Blockchain for Trustless Security of Critical National Infrastructure


One of the key enabling technologies of smart cities is the Internet of Things (IoT).  In recent years, IoT has developed into many areas of application including critical national infrastructure (CNI) such as transport, hospitals and power distribution grid. CNI systems depend heavily on IoT devices to perform autonomous actions or inform human decision makers. The proliferation in IoT applications raised many serious security and privacy concerns.  Recently, blockchain has been advocated as a solution for secure data storage and sharing. In this talk, I will start by giving a sneak preview of the blockchain technology. Then, I will  outlines how to implement blockchain as a fundamental theory for trustless security for connected CNI. Discussion will investigate technologies which can be utilised to achieve a trustless matrix such as blockchain and peer-distributed security systems, for instance onion-routing, with the wider aim of defining trustless security further. The talk also considers the feasibility of trustless IoT security systems and their application in CNI.

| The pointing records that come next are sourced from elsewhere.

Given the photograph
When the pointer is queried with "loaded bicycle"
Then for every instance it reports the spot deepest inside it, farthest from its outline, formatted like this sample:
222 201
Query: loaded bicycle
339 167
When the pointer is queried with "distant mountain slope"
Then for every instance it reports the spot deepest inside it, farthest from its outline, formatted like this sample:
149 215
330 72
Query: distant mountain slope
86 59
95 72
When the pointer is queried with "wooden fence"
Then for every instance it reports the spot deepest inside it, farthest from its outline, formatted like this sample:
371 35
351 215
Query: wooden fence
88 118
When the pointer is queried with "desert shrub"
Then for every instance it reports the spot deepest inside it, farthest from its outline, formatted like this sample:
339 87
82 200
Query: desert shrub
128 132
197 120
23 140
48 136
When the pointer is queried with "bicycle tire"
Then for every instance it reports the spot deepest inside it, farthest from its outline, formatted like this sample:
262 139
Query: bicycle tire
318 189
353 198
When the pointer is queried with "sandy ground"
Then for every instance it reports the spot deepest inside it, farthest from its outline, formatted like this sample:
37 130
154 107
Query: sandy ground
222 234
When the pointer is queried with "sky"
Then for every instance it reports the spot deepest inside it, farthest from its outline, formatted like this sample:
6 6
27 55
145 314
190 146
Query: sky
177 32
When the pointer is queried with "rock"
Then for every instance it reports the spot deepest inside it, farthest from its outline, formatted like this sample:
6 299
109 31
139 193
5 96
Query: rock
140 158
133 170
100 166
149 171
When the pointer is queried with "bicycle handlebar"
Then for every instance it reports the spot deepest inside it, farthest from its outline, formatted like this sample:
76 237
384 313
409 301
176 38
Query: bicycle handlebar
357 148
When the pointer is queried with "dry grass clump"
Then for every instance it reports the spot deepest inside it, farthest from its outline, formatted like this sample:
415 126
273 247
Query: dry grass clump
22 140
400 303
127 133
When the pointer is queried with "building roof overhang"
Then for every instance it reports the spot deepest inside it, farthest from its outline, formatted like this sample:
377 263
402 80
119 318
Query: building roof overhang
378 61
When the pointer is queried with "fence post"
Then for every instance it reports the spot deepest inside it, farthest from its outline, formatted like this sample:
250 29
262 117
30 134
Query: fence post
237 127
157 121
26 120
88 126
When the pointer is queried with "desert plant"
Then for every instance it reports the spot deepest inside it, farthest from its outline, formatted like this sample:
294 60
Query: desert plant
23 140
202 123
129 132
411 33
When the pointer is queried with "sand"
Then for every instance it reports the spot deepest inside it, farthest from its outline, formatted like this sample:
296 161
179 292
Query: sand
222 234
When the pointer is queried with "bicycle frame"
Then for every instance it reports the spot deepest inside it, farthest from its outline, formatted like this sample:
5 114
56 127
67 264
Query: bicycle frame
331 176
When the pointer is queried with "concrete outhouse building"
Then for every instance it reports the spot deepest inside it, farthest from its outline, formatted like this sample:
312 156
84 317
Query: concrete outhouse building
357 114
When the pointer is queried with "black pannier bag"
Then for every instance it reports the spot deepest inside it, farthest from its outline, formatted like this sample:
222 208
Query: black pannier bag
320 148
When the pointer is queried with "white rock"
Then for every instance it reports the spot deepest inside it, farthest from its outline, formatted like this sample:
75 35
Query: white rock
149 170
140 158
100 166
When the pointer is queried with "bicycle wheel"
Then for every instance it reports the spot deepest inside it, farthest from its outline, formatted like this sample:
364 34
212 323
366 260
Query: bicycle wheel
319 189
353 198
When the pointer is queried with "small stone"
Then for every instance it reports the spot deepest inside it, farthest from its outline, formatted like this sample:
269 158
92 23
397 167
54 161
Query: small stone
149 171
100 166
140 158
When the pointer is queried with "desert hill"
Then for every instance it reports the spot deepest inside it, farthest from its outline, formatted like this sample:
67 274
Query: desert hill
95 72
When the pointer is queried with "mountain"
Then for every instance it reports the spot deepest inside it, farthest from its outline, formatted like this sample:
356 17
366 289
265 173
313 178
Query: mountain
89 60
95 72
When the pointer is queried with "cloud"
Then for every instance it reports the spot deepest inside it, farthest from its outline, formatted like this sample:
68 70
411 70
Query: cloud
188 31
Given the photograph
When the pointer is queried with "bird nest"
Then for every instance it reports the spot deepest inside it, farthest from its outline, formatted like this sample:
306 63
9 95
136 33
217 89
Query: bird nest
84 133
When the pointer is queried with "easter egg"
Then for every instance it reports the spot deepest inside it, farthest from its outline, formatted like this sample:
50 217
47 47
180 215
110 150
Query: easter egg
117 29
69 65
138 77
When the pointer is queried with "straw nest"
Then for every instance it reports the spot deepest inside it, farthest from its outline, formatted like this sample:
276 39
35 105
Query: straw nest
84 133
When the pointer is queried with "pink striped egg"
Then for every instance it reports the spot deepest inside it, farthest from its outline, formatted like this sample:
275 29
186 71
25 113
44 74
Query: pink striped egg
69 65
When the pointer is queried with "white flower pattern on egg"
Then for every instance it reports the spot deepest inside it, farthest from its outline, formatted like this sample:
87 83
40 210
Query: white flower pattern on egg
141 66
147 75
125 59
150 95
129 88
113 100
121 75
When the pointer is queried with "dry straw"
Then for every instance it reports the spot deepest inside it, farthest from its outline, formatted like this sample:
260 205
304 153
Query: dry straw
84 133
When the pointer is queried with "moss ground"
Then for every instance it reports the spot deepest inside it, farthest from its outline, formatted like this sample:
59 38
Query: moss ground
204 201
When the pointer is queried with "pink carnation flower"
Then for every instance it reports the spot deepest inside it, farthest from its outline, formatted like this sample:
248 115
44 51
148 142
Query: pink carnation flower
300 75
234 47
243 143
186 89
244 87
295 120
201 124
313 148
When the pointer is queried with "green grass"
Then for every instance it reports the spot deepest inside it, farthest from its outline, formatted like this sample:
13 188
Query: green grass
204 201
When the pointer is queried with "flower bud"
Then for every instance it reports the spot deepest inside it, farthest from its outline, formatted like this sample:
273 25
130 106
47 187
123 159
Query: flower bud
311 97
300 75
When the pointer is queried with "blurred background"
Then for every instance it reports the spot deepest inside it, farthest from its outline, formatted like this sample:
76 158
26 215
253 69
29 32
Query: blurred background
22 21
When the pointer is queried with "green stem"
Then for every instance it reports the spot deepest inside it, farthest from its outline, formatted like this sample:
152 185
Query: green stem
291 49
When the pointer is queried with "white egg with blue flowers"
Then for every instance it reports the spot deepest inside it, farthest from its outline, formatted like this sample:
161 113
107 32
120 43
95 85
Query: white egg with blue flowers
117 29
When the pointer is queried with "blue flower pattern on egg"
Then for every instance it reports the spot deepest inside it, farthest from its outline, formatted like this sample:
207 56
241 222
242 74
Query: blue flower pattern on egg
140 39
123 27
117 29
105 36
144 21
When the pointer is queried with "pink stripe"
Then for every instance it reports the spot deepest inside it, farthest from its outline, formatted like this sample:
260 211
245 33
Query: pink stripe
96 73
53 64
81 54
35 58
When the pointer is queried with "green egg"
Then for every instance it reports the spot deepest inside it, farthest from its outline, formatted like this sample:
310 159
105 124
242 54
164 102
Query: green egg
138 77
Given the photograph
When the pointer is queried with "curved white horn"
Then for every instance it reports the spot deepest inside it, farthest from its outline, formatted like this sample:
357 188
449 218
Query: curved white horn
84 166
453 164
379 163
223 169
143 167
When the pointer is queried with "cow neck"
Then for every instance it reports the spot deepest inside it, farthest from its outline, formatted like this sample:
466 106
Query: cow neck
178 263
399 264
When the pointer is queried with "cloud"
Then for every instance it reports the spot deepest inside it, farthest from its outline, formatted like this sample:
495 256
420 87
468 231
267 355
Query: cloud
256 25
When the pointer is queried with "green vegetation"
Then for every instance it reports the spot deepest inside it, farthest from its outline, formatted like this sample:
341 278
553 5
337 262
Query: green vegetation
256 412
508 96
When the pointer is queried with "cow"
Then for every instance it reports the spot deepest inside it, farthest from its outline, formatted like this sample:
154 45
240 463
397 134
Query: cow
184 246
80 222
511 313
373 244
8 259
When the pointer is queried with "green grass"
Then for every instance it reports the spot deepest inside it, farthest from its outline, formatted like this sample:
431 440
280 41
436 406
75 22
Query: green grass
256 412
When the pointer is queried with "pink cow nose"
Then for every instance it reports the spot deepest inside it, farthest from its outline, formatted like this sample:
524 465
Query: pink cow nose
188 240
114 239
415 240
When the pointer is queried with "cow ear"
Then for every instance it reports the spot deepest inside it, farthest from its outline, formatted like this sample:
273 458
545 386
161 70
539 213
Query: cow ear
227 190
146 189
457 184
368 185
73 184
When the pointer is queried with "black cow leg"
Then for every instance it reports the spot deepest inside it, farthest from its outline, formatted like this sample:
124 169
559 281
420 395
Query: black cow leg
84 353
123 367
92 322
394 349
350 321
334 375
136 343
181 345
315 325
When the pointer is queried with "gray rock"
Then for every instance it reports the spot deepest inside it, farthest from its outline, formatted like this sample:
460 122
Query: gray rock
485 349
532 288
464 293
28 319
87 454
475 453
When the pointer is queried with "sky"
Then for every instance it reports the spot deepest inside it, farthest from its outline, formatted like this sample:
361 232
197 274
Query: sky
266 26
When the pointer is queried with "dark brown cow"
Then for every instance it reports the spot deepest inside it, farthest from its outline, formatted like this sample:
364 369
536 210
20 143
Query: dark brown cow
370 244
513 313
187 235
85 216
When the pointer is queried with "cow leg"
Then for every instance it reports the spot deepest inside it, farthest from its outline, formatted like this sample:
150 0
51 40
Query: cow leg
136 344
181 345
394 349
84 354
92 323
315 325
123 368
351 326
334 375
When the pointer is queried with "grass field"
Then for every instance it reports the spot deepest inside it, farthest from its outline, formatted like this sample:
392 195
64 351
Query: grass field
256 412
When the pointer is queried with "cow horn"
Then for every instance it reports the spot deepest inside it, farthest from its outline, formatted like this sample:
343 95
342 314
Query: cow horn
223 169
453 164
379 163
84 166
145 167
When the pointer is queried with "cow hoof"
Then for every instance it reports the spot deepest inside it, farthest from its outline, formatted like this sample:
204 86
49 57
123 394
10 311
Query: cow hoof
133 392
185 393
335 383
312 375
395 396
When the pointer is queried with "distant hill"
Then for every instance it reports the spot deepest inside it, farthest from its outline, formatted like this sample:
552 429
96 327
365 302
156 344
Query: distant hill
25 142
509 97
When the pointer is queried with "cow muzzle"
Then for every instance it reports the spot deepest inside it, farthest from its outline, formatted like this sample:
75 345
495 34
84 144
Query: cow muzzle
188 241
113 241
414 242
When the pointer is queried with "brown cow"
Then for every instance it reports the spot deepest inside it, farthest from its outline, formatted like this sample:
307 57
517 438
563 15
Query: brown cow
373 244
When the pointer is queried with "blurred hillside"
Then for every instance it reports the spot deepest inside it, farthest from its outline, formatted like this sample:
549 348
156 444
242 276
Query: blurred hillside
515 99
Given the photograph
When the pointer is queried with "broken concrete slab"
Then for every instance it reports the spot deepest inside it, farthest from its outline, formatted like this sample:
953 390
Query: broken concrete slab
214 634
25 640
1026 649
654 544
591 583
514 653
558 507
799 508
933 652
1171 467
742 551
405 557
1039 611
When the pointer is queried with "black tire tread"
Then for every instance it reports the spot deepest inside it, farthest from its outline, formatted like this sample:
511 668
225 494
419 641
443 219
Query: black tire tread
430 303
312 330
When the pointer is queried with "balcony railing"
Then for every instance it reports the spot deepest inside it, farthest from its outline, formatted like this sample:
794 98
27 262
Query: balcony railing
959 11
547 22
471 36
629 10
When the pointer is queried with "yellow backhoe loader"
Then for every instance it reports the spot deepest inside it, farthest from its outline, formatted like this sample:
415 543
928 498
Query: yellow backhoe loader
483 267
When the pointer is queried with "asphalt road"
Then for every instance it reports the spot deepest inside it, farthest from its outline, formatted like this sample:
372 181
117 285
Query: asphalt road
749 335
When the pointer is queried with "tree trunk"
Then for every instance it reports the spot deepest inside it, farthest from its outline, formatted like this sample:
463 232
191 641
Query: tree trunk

Prof Mohammad Hammoudeh, Chair in Cyber Security, Department of Computing and Mathematics, Manchester Metropolitan University

Short Bio:

Mohammad  Hammoudeh is a Professor (Chair) of Cyber Security in the Department of Computing and Mathematics at the Manchester Metropolitan University. Mohammad heads the CfACS Internet of Things Lab he founded in 2016 where he leads a multi-disciplinary group of research associates and PhD students. From this he established the Lab as a leading research hub with a broad portfolio of successful, industry-sponsored projects. Mohammad has been awarded above £2.5M in competitive research funding as Principal/Co-Investigator for 16 research projects. He has a global collaborative research network spanning the academic community, industry, policy makers and wider technology stakeholders in the field of cybersecurity, the Internet of Things and complex highly decentralised systems.  He published over 80 refereed conference papers, over 65 peer reviewed journal articles, and is a successful editor of 3 books and many journal special issues. Mohammad supervised 8 PhD candidates to completion is currently co-supervising 5 PhD students. He is a Senior Member of IEEE and Fellow of the Higher Education Academy UK.  Mohammad advised the UK’s Government  on law reform related to national cybersecurity security  through a number of committees and hearings. He is the co-developed a state of the art unprivileged and trustless computing zero trust security theory. He currently investigates ways of improving industry practice to allow for guaranteed security and distributed computing applications which work effectively every time. This theory of zero trust is rooted in his research on smart cities and critical infrastructure such as smart grid and intelligent transport. Throughout his 15 years research career, Mohammad  developed significant insight and expertise into a number of computer science disciplines (such as blockchain and Artificial Intelligence) adjacent to his area of specialism (distributed systems). Mohammad is the founder and Executive Editor in Chief of ACM’s Distributed Ledger Technologies: Research and Practice Journal.